At this year’s Web 2.0 Expo in San Francisco there was a lot of talk about psychology. The word “psychology” was generally not used, they called it gamification or persuasion but really they were talking about psychology.
This is a good thing. We who have a psych background have been waiting for the software development community to pick up on well known psychological principles that they can use to better understand their users and make user friendlier software. But… (here’s that but again).
In many cases when people discuss for example gamification they mention tips and tricks that can be used to lead the user in some behavior. But since they are talking about gamification but not the psychological principles that are in play, i.e. behavioral modification they are really handing out tools to the audience without the manual (how is a topic for another post).
Being ever the optimist I still like the fact that we’re finally starting to talk psych in software development conferences. If we can change the way software product managers, designers, developers think of the user, that’s a huge step in the right direction. The attitude that you all to often hear is:
The user is stupid
This idea frees the makers of software from doing anything to improve their products.

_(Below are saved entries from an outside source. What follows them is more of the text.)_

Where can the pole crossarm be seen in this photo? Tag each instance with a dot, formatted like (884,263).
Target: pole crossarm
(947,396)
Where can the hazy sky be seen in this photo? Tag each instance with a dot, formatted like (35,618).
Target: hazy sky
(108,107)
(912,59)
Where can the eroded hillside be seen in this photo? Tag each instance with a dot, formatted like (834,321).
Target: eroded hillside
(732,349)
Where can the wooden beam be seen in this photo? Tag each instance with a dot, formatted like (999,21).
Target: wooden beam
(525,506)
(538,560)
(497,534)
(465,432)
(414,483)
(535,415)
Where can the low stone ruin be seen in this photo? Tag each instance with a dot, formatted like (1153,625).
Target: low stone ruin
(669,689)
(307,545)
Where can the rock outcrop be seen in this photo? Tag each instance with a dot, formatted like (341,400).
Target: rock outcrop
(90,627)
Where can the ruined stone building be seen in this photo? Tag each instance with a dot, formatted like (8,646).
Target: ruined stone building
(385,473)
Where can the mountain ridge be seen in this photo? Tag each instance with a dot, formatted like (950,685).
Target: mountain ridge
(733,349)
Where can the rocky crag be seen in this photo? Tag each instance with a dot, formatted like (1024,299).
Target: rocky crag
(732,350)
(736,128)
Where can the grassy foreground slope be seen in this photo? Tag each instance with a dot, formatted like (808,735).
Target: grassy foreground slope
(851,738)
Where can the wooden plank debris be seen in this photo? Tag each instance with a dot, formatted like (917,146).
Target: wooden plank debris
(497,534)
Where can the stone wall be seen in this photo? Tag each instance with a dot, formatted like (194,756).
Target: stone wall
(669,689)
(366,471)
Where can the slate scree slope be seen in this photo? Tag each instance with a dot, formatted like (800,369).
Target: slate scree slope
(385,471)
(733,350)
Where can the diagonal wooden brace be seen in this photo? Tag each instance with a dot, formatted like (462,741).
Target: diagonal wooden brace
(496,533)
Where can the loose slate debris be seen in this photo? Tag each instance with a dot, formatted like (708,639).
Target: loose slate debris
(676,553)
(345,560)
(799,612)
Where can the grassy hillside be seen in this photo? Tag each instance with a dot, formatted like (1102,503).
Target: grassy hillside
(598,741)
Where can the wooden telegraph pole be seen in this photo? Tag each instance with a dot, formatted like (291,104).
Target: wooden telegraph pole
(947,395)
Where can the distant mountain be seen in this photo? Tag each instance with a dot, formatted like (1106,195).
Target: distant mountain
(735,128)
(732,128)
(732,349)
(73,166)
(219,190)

It’s the user that needs fixin’ not the product. If we get the software community (to begin with) to shift their attitude to:
The user is a pigeon
as gamification suggests
then at least we have opened their minds up to the fact that there is something that they can do in order to help the users in using the product. This is a huge shift.
The important part is that we continue talking about psychology and human behavior at software conferences. That we enhance the understanding of users but not deliver what psychology has discovered about people in sound bites. We need the software development community to understand the basic psychology behind these principles so that they can apply them to their production and improve on user experience and the success of software users everywhere.